Análisis

Elogio al resentimiento

Señor Director;
al retornar a Bolivia, después de algunos años en el exterior, compruebo con preocupación y molestia, que diariamente se hace un elogio al resentimiento racial, social, cultural. Y esto no sólo en esferas del poder político imperante,–lo que no es de extrañar por el pobre nivel educacional–, sino entre personas de opinión pública; periodistas, escritores . Lo que sí es de preocupárse.

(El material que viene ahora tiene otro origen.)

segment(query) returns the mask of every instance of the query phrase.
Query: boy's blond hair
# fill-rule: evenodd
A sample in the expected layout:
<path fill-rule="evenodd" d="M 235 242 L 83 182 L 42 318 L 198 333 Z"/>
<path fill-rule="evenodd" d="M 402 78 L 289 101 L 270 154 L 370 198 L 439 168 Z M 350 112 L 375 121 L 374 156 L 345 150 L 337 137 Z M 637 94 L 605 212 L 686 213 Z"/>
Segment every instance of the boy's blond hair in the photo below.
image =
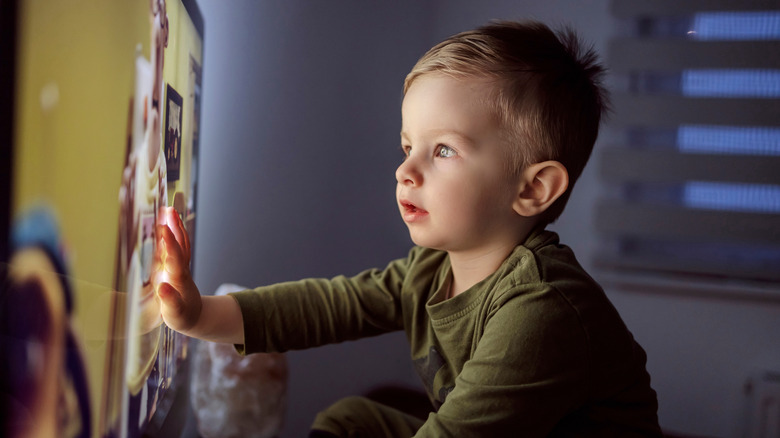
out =
<path fill-rule="evenodd" d="M 495 21 L 430 49 L 406 76 L 404 94 L 433 72 L 495 81 L 487 100 L 511 146 L 507 170 L 519 175 L 530 164 L 556 160 L 569 173 L 568 189 L 541 218 L 557 219 L 608 111 L 605 69 L 595 51 L 583 50 L 571 28 L 554 32 L 535 21 Z"/>

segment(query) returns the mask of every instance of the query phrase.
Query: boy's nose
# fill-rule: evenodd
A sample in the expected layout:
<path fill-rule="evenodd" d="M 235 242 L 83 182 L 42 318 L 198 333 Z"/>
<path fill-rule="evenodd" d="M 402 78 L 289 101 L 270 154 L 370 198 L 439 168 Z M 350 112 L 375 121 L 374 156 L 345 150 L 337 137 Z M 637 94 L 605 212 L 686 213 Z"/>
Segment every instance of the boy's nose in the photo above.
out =
<path fill-rule="evenodd" d="M 411 156 L 407 157 L 398 169 L 395 171 L 395 179 L 398 184 L 420 185 L 422 183 L 422 174 L 414 164 Z"/>

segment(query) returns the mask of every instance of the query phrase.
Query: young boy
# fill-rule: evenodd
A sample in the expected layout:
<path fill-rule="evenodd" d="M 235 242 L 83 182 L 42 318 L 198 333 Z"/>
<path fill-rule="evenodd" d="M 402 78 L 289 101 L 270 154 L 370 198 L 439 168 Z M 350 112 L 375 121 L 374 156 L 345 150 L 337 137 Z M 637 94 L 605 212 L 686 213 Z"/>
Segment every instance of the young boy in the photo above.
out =
<path fill-rule="evenodd" d="M 312 436 L 661 436 L 644 351 L 544 229 L 596 140 L 602 74 L 571 30 L 536 22 L 447 39 L 404 84 L 396 194 L 417 245 L 408 257 L 201 297 L 169 211 L 156 280 L 165 322 L 244 354 L 404 330 L 427 419 L 352 397 L 320 413 Z"/>

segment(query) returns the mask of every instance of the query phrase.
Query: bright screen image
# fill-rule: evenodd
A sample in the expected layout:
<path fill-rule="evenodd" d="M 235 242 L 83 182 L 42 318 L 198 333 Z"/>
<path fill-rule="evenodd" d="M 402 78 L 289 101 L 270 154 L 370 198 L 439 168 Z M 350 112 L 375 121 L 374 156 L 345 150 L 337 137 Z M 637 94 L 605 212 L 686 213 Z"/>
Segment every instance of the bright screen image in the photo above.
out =
<path fill-rule="evenodd" d="M 194 238 L 202 18 L 186 0 L 14 9 L 0 435 L 141 436 L 188 360 L 150 275 L 160 208 Z"/>

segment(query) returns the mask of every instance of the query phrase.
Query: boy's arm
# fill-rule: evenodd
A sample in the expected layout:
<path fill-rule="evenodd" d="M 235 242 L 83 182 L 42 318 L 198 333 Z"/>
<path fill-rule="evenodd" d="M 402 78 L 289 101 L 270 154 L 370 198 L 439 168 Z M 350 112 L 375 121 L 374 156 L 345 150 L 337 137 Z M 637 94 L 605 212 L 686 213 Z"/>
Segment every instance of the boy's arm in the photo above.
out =
<path fill-rule="evenodd" d="M 226 344 L 244 343 L 244 322 L 235 298 L 222 295 L 201 297 L 198 322 L 184 334 L 193 338 Z"/>
<path fill-rule="evenodd" d="M 284 352 L 403 329 L 408 259 L 352 277 L 308 278 L 230 294 L 244 315 L 243 354 Z"/>
<path fill-rule="evenodd" d="M 203 296 L 190 273 L 190 240 L 173 208 L 163 213 L 157 228 L 155 289 L 160 313 L 168 327 L 198 339 L 244 343 L 241 309 L 230 296 Z"/>

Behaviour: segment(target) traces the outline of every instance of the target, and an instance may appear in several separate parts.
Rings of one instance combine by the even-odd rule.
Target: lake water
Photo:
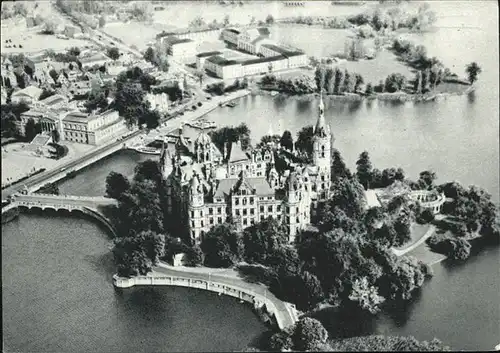
[[[412,35],[412,40],[424,43],[457,73],[478,61],[483,74],[475,94],[426,104],[327,102],[335,147],[351,168],[359,153],[368,150],[377,168],[401,166],[411,178],[433,169],[438,182],[477,184],[498,202],[496,2],[432,6],[441,15],[438,24],[447,28]],[[462,16],[466,11],[472,15]],[[449,28],[457,26],[461,28]],[[246,122],[254,142],[270,128],[295,133],[316,119],[317,100],[249,96],[238,103],[208,118],[220,125]],[[131,176],[135,165],[148,158],[120,151],[64,181],[60,190],[102,195],[110,171]],[[266,330],[247,306],[231,298],[184,288],[116,292],[109,244],[100,226],[69,216],[21,215],[2,226],[7,351],[231,351]],[[334,315],[326,315],[324,323],[334,336],[413,335],[440,338],[454,349],[492,349],[500,337],[499,258],[499,248],[493,248],[462,265],[436,265],[434,278],[404,310],[363,322],[357,331],[346,331]]]

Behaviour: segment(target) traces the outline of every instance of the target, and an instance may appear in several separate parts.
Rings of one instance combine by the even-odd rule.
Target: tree
[[[16,120],[16,115],[12,111],[8,112],[5,116],[2,116],[2,133],[5,136],[14,137],[19,134]]]
[[[224,16],[222,23],[224,24],[224,27],[229,26],[229,15]]]
[[[268,264],[267,258],[288,242],[285,225],[273,218],[256,223],[243,232],[245,260]]]
[[[99,28],[103,28],[105,25],[106,25],[106,17],[102,15],[101,17],[99,17]]]
[[[51,135],[52,135],[52,141],[54,143],[59,143],[59,140],[61,139],[61,135],[59,134],[59,130],[57,130],[57,129],[52,130]]]
[[[241,148],[246,150],[250,146],[250,129],[245,123],[236,127],[222,127],[210,133],[212,142],[220,150],[224,150],[225,143],[241,142]],[[230,152],[230,151],[229,151]]]
[[[325,343],[328,339],[328,331],[320,321],[310,318],[301,318],[292,335],[294,347],[299,351],[309,351],[318,343]]]
[[[351,171],[345,165],[344,159],[338,149],[334,148],[332,152],[332,179],[351,178]]]
[[[293,341],[290,332],[280,331],[276,332],[269,339],[269,348],[273,352],[284,352],[291,350],[293,347]]]
[[[365,95],[371,96],[373,94],[373,86],[371,83],[368,83],[365,88]]]
[[[477,81],[477,76],[483,70],[479,67],[476,62],[472,62],[465,67],[465,72],[467,73],[467,78],[469,79],[470,84],[472,85]]]
[[[106,177],[106,195],[119,200],[123,193],[130,190],[130,182],[126,176],[111,172]]]
[[[394,239],[393,246],[401,246],[411,240],[410,231],[410,216],[406,214],[399,215],[394,221],[394,231],[396,238]]]
[[[134,169],[134,181],[140,182],[143,180],[151,180],[159,190],[163,182],[163,174],[161,172],[160,163],[152,159],[147,159],[138,163]]]
[[[163,232],[164,213],[153,180],[136,180],[118,200],[118,226],[123,234]]]
[[[108,99],[104,92],[91,93],[84,103],[84,107],[88,113],[94,110],[104,111],[108,107]]]
[[[37,130],[35,126],[35,120],[29,118],[26,122],[26,126],[24,127],[24,136],[26,136],[26,138],[31,141],[36,136],[36,134]]]
[[[335,84],[334,84],[334,93],[340,94],[342,91],[342,86],[344,83],[344,72],[340,70],[338,67],[335,68]]]
[[[266,24],[268,24],[268,25],[274,24],[274,17],[273,17],[273,15],[271,15],[271,14],[267,15],[267,17],[266,17]]]
[[[205,79],[205,73],[203,70],[196,70],[193,75],[198,78],[198,82],[200,82],[200,87],[203,85],[203,80]]]
[[[229,223],[216,225],[201,241],[205,266],[230,267],[240,261],[243,244],[240,234]]]
[[[293,150],[293,137],[290,131],[285,130],[285,132],[283,132],[283,136],[281,136],[280,139],[280,145],[289,151]]]
[[[361,309],[368,310],[371,314],[378,313],[379,305],[385,301],[385,298],[378,294],[377,287],[371,286],[366,277],[354,281],[349,299],[357,302]]]
[[[356,81],[354,84],[354,93],[356,93],[359,90],[359,87],[365,82],[363,76],[361,76],[360,74],[356,74],[355,77]]]
[[[71,47],[68,49],[68,55],[72,56],[79,56],[81,53],[80,48],[78,47]]]
[[[112,60],[118,60],[120,57],[120,51],[117,47],[109,47],[106,49],[106,55]]]
[[[415,93],[422,94],[422,71],[417,71],[414,83]]]
[[[389,93],[401,91],[406,85],[406,78],[399,74],[390,74],[385,79],[385,90]]]
[[[424,170],[420,173],[418,184],[421,189],[431,190],[434,187],[434,181],[436,179],[436,173],[434,173],[432,170]]]
[[[203,251],[198,245],[190,247],[185,252],[185,265],[189,267],[196,267],[203,264]]]
[[[144,53],[144,60],[152,63],[156,59],[156,53],[155,50],[152,47],[148,47],[146,49],[146,52]]]
[[[137,83],[125,83],[122,87],[117,83],[114,105],[129,126],[137,124],[138,117],[147,111],[145,95],[146,92]]]
[[[55,183],[48,183],[42,186],[37,193],[59,195],[59,187]]]
[[[295,147],[299,151],[305,152],[308,156],[311,156],[313,152],[313,136],[314,127],[312,125],[303,127],[297,133],[297,142],[295,143]]]
[[[372,163],[370,161],[370,155],[367,151],[364,151],[359,155],[359,159],[356,161],[356,177],[358,178],[361,185],[363,185],[367,190],[370,188],[372,176],[371,172]]]
[[[113,255],[118,275],[124,277],[146,275],[158,264],[164,249],[165,236],[152,231],[116,238]]]

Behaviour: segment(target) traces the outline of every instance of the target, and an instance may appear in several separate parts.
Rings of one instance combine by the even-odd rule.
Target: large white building
[[[166,45],[167,54],[176,58],[192,57],[196,55],[196,42],[188,38],[175,36],[162,38]]]
[[[21,134],[25,133],[28,120],[40,123],[42,131],[59,131],[61,141],[99,145],[128,131],[122,117],[115,110],[101,114],[84,113],[68,108],[47,109],[39,107],[21,114],[17,122]]]
[[[216,224],[231,219],[246,228],[267,217],[283,222],[289,240],[310,223],[311,207],[329,197],[332,136],[321,99],[314,129],[313,163],[288,166],[279,174],[272,146],[243,151],[233,143],[219,151],[204,130],[188,142],[182,132],[175,157],[161,155],[167,184],[167,212],[199,242]],[[277,157],[275,157],[277,156]]]

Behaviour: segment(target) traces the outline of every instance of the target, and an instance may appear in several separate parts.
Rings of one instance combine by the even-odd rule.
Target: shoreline
[[[428,102],[428,101],[438,101],[441,99],[447,99],[448,97],[454,96],[465,96],[471,92],[475,91],[475,86],[469,86],[463,92],[441,92],[435,94],[408,94],[404,92],[395,93],[376,93],[370,96],[361,95],[358,93],[349,93],[348,95],[336,95],[336,94],[324,94],[323,98],[325,100],[330,99],[338,102],[362,102],[362,101],[385,101],[385,102]],[[306,93],[306,94],[290,94],[287,92],[280,92],[278,90],[268,90],[268,89],[256,89],[256,94],[261,95],[272,95],[273,92],[278,92],[278,95],[286,96],[287,98],[302,98],[307,99],[311,97],[316,97],[318,93]],[[253,92],[252,92],[253,93]]]
[[[264,321],[271,321],[280,329],[284,329],[298,321],[299,313],[295,305],[276,298],[267,287],[249,283],[238,276],[215,272],[217,269],[206,267],[174,267],[160,261],[147,275],[129,278],[113,275],[115,288],[130,288],[133,286],[179,286],[207,290],[225,294],[253,304],[257,315]],[[212,272],[215,272],[212,274]],[[269,318],[270,320],[267,320]]]

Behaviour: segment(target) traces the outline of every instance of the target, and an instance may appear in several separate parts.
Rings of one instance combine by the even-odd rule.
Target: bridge
[[[146,276],[124,278],[114,275],[113,284],[118,288],[129,288],[135,285],[198,288],[252,303],[255,309],[274,317],[281,330],[293,326],[298,321],[299,315],[293,304],[276,298],[262,284],[246,282],[234,270],[223,271],[196,267],[173,267],[160,263]],[[228,271],[230,273],[227,273]]]
[[[116,234],[114,226],[109,219],[102,213],[101,207],[116,205],[115,199],[107,197],[87,197],[71,195],[51,195],[51,194],[15,194],[12,201],[5,207],[2,207],[2,214],[16,207],[26,207],[28,209],[38,208],[41,210],[66,210],[69,212],[79,211],[91,217],[94,217],[104,223],[104,225]]]

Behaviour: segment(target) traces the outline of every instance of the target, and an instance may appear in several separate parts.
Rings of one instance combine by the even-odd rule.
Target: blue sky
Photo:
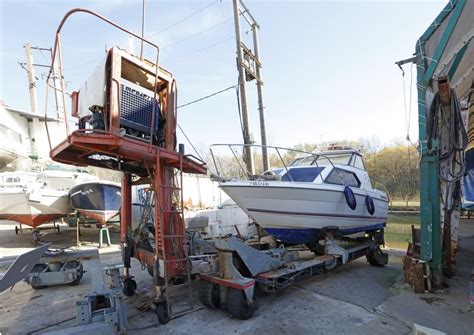
[[[246,4],[261,25],[269,144],[361,137],[378,138],[384,144],[405,138],[402,76],[394,62],[412,55],[416,40],[446,1],[247,0]],[[96,10],[136,32],[141,29],[141,1],[2,0],[0,99],[7,105],[29,109],[27,75],[18,65],[24,61],[23,45],[51,47],[59,21],[73,7]],[[162,47],[160,62],[178,82],[179,104],[237,83],[231,17],[229,0],[147,1],[145,36]],[[247,29],[242,21],[242,30]],[[129,46],[127,35],[85,14],[71,17],[62,41],[68,91],[81,86],[106,47]],[[151,51],[146,55],[154,59]],[[49,61],[47,54],[35,53],[34,58],[36,63]],[[408,99],[410,66],[405,70]],[[41,79],[45,72],[38,68],[36,76]],[[414,81],[415,72],[413,67]],[[43,82],[38,86],[44,113]],[[255,84],[248,83],[247,89],[251,131],[259,142]],[[413,93],[410,136],[416,139]],[[178,122],[198,148],[240,143],[236,101],[235,92],[228,91],[180,109]],[[180,142],[186,142],[178,135]]]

Desciendo de una familia valluna, los Rojas-Tardío, asentados en este valle desde siempre. El primer Rojas llegó al valle de Arani, allá por el siglo XVI, apellida Juarez de Cermeño y Rojas, se une en matrimonio con una cacica de la zona y tienen vasta descedencia mestiza. Por su parte los Tardío llegan de Chuquisaca ( familia fundadora) y se asientan en el mismo valle de Arani, en Collpaciaco, por oportuno matrimonio con una Paz-Soldán, propietarios de esa finca, ex convento agustino. Forman una familia extensa.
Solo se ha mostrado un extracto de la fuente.